IRS issues proposed regulations for low-income community energy credit
On May 31, 2023, Treasury and the IRS released a notice of proposed rulemaking that provide additional detail on the procedures and criteria for taxpayers to apply for capacity limitation allocations to be able to receive increased tax credits for solar and wind facilities in low-income communities under section 48(e) of the Internal Revenue Code. The proposed regulations follow initial guidance that was released by the IRS and Treasury in February.
The Act created bonus investment tax credits for certain projects in low-income communities that meet certain criteria. Projects that meet this criterion, have the potential to receive increased credit amounts of 10 or 20 percentage points. The tax credit program has an annual limitation of 1.8 gigawatts of direct current capacity in both 2023 and 2024. In order to receive the increased tax credit, companies will need to apply for capacity limitation.
The proposed rules define key terms related to the program, provide information about the application process, and provide guidance on post-allocation compliance that would be required for applicants for 2023 allocations. Notably, in the proposed rules, Treasury and the IRS state that they plan to issue further guidance later this year that provides thorough procedures for 2023 applicants. The proposed rules describe the selection process and the procedures the IRS intends to implement to ensure that allocations are efficiently awarded to facilities that advance the program’s goals.

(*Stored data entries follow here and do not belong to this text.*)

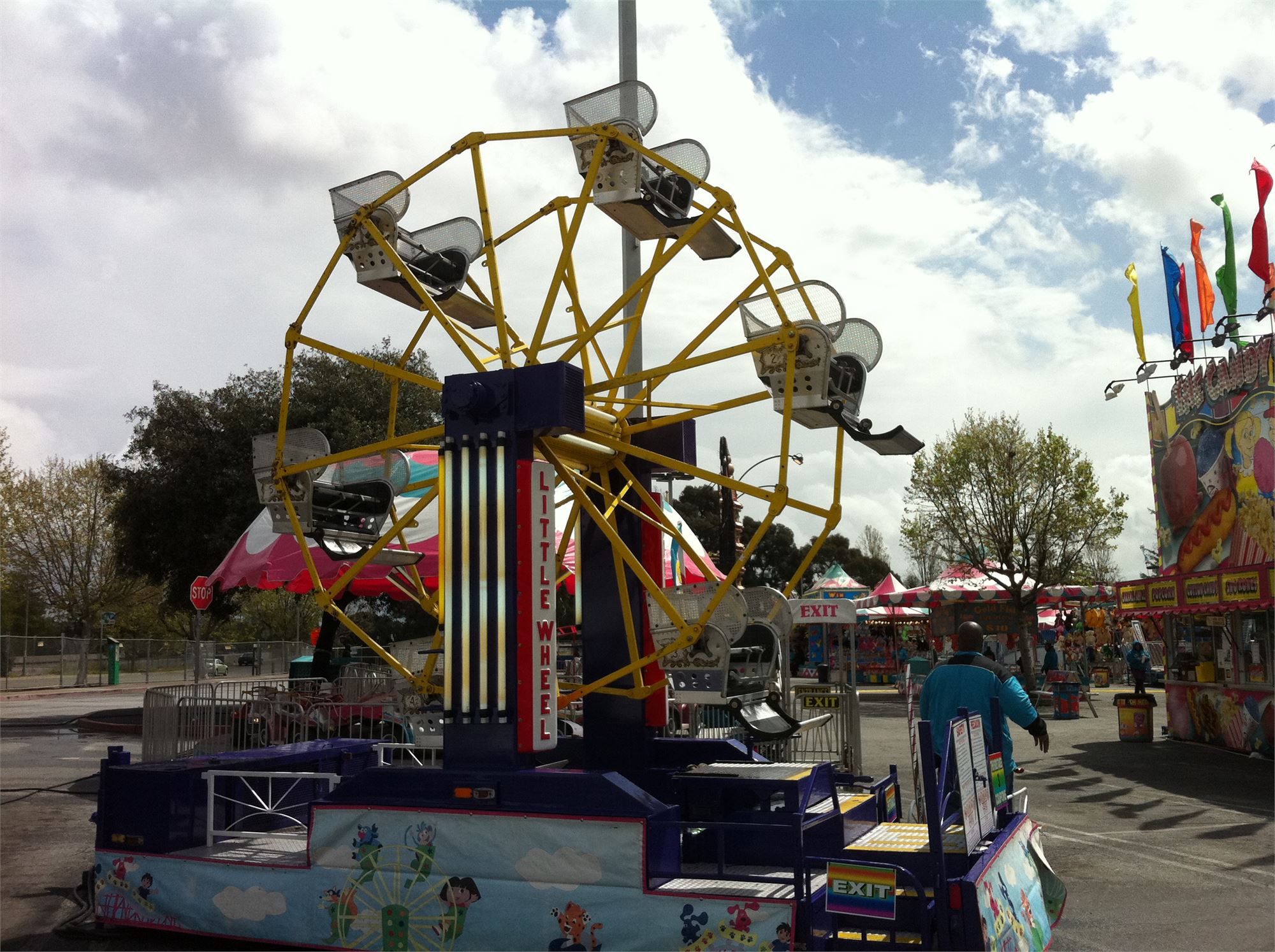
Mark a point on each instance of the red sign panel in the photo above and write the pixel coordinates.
(201, 593)
(537, 616)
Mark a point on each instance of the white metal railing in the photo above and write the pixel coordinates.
(214, 717)
(179, 721)
(412, 755)
(258, 806)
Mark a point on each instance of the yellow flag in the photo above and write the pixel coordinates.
(1137, 310)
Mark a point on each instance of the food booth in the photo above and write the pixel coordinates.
(1213, 475)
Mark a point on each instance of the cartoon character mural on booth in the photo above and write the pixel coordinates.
(573, 922)
(367, 849)
(420, 838)
(1213, 452)
(460, 894)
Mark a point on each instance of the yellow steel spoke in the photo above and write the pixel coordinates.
(622, 581)
(708, 332)
(429, 303)
(364, 361)
(665, 523)
(557, 282)
(630, 559)
(676, 366)
(369, 451)
(643, 281)
(703, 411)
(498, 301)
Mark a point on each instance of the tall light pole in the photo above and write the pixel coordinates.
(630, 256)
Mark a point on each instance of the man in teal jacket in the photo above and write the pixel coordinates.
(968, 680)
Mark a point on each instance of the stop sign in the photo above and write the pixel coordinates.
(201, 593)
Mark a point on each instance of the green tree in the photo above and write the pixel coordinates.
(837, 550)
(1027, 509)
(186, 484)
(775, 560)
(701, 507)
(873, 544)
(63, 544)
(920, 540)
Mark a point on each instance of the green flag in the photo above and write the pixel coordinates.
(1227, 273)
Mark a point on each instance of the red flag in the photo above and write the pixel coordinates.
(1260, 256)
(1188, 347)
(1204, 287)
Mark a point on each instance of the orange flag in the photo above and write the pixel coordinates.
(1204, 287)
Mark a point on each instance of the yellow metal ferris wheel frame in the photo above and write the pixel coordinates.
(610, 429)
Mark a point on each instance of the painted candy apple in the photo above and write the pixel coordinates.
(1180, 484)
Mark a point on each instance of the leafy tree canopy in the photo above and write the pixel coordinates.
(186, 485)
(1027, 509)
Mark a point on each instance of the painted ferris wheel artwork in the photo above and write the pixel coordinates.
(525, 828)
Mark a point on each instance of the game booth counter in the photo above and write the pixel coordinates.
(1213, 477)
(965, 593)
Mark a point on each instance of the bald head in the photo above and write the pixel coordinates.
(970, 638)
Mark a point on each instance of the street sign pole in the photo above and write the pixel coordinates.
(201, 597)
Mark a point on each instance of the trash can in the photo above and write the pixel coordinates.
(113, 662)
(1135, 717)
(1067, 700)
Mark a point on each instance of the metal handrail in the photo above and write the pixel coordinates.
(268, 807)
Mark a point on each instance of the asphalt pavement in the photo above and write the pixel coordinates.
(1163, 846)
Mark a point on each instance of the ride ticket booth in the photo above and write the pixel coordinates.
(1213, 459)
(827, 633)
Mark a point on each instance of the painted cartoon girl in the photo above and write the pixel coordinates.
(421, 839)
(341, 913)
(460, 894)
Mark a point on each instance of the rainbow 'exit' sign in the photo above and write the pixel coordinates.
(861, 889)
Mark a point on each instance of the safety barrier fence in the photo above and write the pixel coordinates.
(829, 709)
(44, 663)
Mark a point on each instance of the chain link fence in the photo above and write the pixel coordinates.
(31, 663)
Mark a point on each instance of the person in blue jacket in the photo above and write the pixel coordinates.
(1139, 665)
(1051, 661)
(968, 680)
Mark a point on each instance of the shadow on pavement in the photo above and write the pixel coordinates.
(1179, 769)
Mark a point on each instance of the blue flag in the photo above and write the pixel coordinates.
(1172, 276)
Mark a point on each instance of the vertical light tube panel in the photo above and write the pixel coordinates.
(448, 569)
(503, 582)
(467, 601)
(483, 578)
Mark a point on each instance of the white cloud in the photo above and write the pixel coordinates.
(194, 185)
(253, 904)
(972, 152)
(563, 870)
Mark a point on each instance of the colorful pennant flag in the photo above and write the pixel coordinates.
(1260, 256)
(1172, 280)
(1135, 310)
(1227, 273)
(1185, 304)
(1204, 287)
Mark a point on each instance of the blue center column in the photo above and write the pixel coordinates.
(498, 569)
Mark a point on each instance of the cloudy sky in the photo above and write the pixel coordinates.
(972, 178)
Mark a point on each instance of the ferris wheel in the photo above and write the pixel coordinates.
(810, 360)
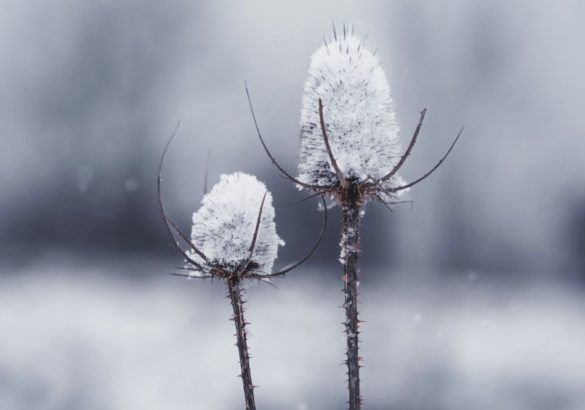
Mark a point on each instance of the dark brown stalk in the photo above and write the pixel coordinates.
(235, 295)
(350, 248)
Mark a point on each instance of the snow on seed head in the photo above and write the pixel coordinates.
(358, 111)
(223, 228)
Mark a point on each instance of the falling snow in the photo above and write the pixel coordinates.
(223, 228)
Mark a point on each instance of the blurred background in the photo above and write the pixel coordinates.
(474, 298)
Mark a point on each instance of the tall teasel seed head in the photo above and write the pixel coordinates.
(223, 228)
(359, 115)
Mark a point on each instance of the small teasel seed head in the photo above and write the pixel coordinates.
(223, 228)
(358, 112)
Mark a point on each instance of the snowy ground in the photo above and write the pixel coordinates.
(84, 338)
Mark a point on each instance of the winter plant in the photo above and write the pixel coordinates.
(234, 240)
(350, 152)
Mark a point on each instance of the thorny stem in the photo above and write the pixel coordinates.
(235, 295)
(350, 248)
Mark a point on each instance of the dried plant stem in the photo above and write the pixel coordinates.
(235, 296)
(349, 256)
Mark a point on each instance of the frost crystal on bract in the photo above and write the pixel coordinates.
(223, 228)
(358, 112)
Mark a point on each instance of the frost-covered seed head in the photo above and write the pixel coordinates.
(223, 228)
(359, 115)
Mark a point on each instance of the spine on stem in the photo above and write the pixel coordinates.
(349, 257)
(235, 295)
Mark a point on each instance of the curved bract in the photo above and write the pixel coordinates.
(235, 226)
(359, 117)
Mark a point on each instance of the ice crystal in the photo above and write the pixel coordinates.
(223, 228)
(358, 111)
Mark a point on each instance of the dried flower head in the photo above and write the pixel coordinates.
(360, 120)
(233, 236)
(226, 222)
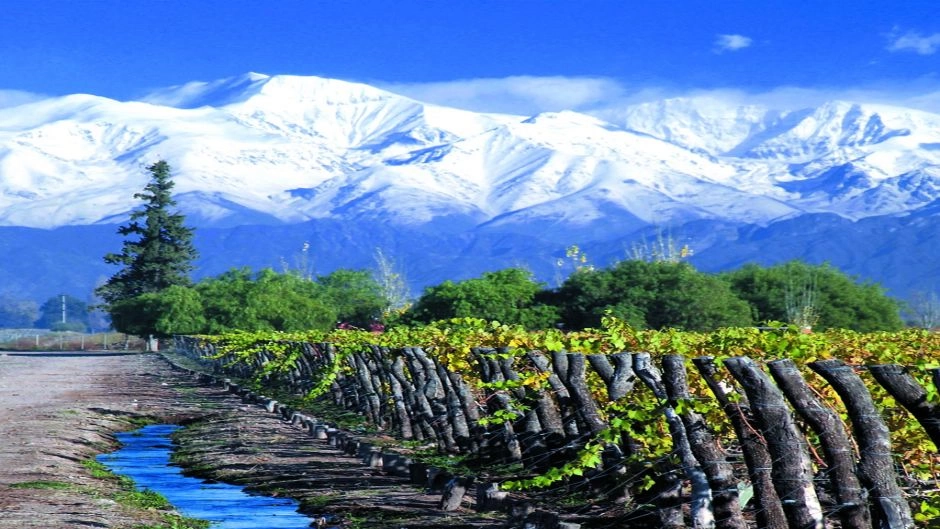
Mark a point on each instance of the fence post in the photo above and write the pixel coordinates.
(837, 448)
(875, 466)
(702, 514)
(791, 469)
(911, 395)
(711, 458)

With respect to the defining of key terms, the proposed rules define energy storage technology installed in connection with a solar or wind facility, ’financial benefits’ that projects need to provide to tenants and low-income households in order to qualify for the potential 20 percentage point bonus credit, and what it means for a project to be located in a low-income community or on tribal land.
The proposed rules also define what a ’qualified solar and wind facility’ eligible for the bonus credit is. The program rules require eligible projects to have a maximum net output of less than 5 megawatts (as measured in alternating current). In the proposed rules, however, Treasury and the IRS expressed their reservations stating their concerns as to how applicants might attempt to get around this limit by dividing large projects into multiple facilities. As such, as a way to circumvent this from happening, Treasury and the IRS are proposing that multiple solar or wind energy properties or facilities that are operated as part of a single project would be aggregated and treated as a single facility.

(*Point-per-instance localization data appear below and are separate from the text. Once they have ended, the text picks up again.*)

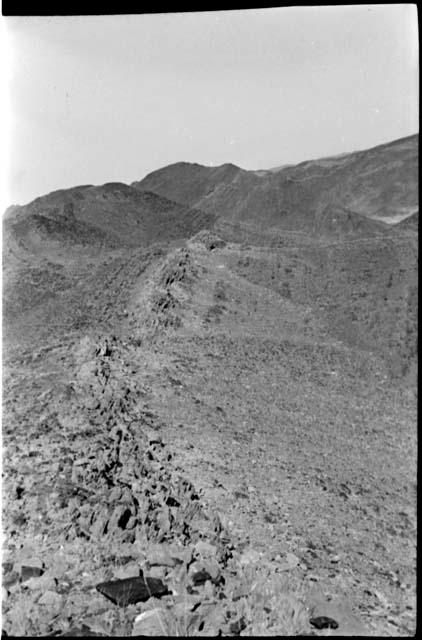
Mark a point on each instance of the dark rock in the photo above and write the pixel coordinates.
(323, 622)
(236, 627)
(132, 590)
(30, 572)
(80, 632)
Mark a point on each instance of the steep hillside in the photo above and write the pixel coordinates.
(115, 213)
(214, 399)
(379, 183)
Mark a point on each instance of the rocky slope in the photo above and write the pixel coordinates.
(379, 183)
(209, 426)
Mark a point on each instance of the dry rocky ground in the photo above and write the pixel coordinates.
(200, 415)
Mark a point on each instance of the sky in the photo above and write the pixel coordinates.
(95, 99)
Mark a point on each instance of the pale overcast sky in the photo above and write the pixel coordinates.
(111, 98)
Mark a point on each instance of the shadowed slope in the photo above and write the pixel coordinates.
(379, 183)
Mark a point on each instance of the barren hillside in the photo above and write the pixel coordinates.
(209, 392)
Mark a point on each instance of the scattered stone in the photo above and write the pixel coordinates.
(130, 570)
(52, 600)
(150, 623)
(10, 579)
(43, 583)
(250, 557)
(236, 627)
(30, 572)
(132, 590)
(323, 622)
(80, 632)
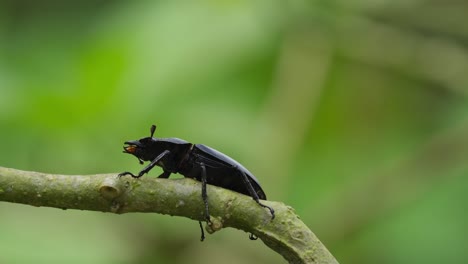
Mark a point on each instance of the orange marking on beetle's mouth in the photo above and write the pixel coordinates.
(130, 149)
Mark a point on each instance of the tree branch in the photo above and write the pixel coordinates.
(286, 234)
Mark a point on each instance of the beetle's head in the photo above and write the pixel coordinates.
(141, 148)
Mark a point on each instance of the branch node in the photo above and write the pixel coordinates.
(111, 188)
(216, 224)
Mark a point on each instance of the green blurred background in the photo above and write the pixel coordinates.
(355, 113)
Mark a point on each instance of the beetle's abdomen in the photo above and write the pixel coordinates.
(221, 170)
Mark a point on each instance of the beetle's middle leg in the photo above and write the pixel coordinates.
(204, 194)
(254, 195)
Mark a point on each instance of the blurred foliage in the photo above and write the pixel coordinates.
(353, 112)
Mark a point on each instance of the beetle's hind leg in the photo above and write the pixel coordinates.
(254, 194)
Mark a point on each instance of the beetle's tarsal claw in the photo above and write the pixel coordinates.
(252, 237)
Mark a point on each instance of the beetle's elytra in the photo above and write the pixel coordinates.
(195, 161)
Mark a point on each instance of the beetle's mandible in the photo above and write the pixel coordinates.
(198, 162)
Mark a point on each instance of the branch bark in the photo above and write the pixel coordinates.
(286, 234)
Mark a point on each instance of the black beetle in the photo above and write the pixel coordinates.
(198, 162)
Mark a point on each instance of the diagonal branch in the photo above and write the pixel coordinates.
(286, 234)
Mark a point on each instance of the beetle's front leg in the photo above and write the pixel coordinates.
(147, 168)
(127, 173)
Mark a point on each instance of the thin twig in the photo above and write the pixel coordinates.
(286, 234)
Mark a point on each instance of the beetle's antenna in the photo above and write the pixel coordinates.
(153, 128)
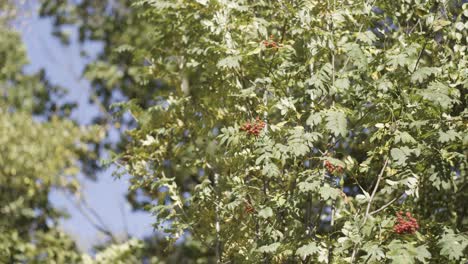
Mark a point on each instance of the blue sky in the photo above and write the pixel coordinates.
(63, 65)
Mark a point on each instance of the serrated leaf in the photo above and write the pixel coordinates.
(230, 62)
(336, 123)
(422, 73)
(308, 250)
(450, 135)
(452, 245)
(328, 192)
(265, 212)
(269, 248)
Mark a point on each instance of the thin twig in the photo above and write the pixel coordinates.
(375, 190)
(385, 205)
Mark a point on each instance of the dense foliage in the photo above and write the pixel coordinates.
(287, 131)
(306, 127)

Similar to the February guidance, Treasury and the IRS provide that projects that were placed in service before receiving an allocation would be ineligible for the bonus credit. While some major solar industry groups have expressed concern about this requirement, Treasury and the IRS defended the requirement in their explanation of the proposed rules, saying that ’facilities that were placed in service prior to the allocation process do not increase adoption of and access to renewable energy facilities as compared to the absence of the Low-Income Communities Bonus Credit Program.’

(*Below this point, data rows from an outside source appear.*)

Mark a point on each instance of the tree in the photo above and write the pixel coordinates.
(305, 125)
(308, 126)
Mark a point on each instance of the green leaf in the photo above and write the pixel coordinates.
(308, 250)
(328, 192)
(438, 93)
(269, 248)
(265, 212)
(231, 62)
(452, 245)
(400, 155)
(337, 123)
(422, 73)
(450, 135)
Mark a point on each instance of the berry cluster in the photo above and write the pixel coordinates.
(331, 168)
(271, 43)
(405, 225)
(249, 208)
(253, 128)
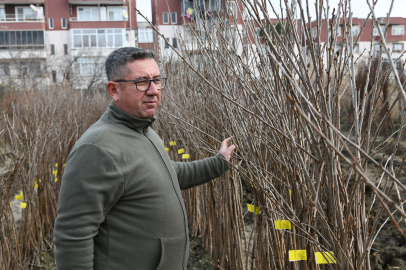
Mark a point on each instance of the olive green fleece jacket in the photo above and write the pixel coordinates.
(120, 205)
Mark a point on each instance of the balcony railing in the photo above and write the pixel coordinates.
(76, 19)
(21, 18)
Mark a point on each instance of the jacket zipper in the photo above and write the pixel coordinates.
(183, 210)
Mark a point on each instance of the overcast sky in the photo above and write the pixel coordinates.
(145, 7)
(359, 7)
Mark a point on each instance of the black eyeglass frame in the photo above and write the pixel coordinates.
(150, 80)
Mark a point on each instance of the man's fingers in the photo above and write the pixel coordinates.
(225, 143)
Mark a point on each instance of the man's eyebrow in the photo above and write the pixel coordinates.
(145, 77)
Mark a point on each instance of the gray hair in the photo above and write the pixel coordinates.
(116, 63)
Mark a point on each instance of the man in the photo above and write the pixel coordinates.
(120, 204)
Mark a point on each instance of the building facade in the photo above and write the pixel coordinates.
(68, 40)
(366, 37)
(62, 40)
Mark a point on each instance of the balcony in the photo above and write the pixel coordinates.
(21, 18)
(93, 2)
(14, 2)
(20, 22)
(96, 23)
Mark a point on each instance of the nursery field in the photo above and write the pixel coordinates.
(317, 180)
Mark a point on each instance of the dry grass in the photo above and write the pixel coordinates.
(39, 129)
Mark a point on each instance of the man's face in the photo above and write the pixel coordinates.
(139, 104)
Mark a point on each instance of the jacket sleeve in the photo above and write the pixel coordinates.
(91, 185)
(191, 174)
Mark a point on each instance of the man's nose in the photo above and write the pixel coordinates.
(153, 89)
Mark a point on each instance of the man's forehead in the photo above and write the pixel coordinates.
(143, 67)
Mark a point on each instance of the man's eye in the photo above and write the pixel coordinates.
(143, 82)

Washington National Tax takeaways
With the issuance of the proposed regulations, taxpayers pursuing wind and solar projects in an eligible low-income community should carefully consider all of the guidance released in efforts to qualify for the program. Notably, both Treasury and the IRS have stated they are interested in comments from taxpayers about whether definitions and requirements in the proposed rules should apply to subsequent years in addition to 2023. These comments are due no later than June 30th, 2023.